4. Calculate the final probability

Now we can find what we actually want:

\(\mathrm{P(product\,is\,even)} = 1 - \mathrm{P(both\,numbers\,are\,odd)}\)

\(\mathrm{P(product\,is\,even)} = 1 - \frac{1}{4} = \frac{3}{4}\)

Let's verify this makes sense: Out of every 4 pairs of numbers we could choose, 3 of them will have an even product, and only 1 will have an odd product.

Final Answer: \(\frac{3}{4}\)

This matches answer choice D.

Common Faltering Points

Errors while devising the approach

Faltering Point 1: Misunderstanding when a product is even
Students often think a product is even only when both numbers are even, rather than understanding that a product is even when at least one number is even. This fundamental misunderstanding leads them to count only the cases where both numbers are even (\(5 \times 5 = 25\) cases) instead of recognizing the complementary approach.

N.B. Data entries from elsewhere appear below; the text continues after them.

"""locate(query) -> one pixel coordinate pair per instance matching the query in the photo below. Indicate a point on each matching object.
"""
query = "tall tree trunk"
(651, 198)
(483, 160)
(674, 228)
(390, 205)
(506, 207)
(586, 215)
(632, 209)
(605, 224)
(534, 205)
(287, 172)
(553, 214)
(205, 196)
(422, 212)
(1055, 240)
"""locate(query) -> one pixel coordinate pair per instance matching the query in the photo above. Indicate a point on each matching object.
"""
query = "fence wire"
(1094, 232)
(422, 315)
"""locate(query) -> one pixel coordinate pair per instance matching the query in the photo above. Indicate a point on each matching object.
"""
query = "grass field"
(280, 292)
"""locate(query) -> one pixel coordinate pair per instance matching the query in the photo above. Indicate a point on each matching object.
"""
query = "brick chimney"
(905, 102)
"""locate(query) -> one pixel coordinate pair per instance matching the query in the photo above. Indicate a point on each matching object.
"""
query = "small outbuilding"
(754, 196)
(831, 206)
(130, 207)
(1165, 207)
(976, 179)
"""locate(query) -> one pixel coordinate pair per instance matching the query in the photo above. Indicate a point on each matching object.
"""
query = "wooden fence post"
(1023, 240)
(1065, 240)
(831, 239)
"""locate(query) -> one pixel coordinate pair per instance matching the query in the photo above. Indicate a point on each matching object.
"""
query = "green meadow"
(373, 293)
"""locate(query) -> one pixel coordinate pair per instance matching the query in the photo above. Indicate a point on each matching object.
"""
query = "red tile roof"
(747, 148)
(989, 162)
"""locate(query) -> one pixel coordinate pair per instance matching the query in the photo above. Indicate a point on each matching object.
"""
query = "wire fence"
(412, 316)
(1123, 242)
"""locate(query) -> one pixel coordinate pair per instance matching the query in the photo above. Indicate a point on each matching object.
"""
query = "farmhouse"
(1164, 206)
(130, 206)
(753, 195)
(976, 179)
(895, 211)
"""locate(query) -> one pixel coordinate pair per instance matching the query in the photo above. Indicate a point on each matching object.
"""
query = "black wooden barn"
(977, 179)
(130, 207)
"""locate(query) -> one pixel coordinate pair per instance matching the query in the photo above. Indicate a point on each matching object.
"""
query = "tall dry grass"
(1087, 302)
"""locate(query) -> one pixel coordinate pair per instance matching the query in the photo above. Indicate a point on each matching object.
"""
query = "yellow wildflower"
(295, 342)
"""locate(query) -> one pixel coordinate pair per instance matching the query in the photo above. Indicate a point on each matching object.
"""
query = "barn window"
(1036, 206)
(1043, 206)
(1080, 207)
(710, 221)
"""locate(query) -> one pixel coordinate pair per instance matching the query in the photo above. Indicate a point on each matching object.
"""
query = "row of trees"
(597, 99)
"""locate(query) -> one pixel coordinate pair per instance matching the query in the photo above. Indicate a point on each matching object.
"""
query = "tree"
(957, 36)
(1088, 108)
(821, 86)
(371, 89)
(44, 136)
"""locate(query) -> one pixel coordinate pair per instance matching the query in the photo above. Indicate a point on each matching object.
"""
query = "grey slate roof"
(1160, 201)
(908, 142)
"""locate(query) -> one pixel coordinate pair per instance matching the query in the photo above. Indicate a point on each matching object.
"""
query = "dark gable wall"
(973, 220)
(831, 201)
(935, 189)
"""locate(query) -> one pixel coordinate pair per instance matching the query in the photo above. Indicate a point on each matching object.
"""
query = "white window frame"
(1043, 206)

Faltering Point 2: Overlooking the complementary probability strategy
Many students attempt to directly count all cases where the product is even (even×odd, odd×even, even×even), which is more complex and error-prone. They miss that using the complement (finding when the product is odd, then subtracting from 1) is much simpler since a product is odd only when both numbers are odd.

Errors while executing the approach

Faltering Point 1: Incorrectly categorizing 0 as odd
Some students mistakenly classify 0 as an odd number, leading them to count 6 odd numbers \(\{0,1,3,5,7,9\}\) instead of the correct 5 odd numbers \(\{1,3,5,7,9\}\). This changes their probability calculation to \(\frac{6}{10} \times \frac{6}{10} = \frac{36}{100} = \frac{9}{25}\) instead of the correct \(\frac{1}{2} \times \frac{1}{2} = \frac{1}{4}\).

Faltering Point 2: Arithmetic errors in fraction operations
Students may correctly identify that \(\mathrm{P(both\,odd)} = \frac{1}{2} \times \frac{1}{2} = \frac{1}{4}\), but then make errors when computing \(1 - \frac{1}{4}\). Common mistakes include getting \(\frac{4}{4} - \frac{1}{4} = \frac{4}{3}\) (incorrect subtraction) or confusing the final fraction conversion.

Errors while selecting the answer

Faltering Point 1: Selecting the complement probability instead of the desired probability
After correctly calculating \(\mathrm{P(both\,odd)} = \frac{1}{4}\), some students mistakenly select \(\frac{1}{4}\) (answer choice B) as their final answer, forgetting that they need to subtract this from 1 to get \(\mathrm{P(product\,is\,even)} = \frac{3}{4}\). They solve the complement correctly but forget the final step of the complementary approach.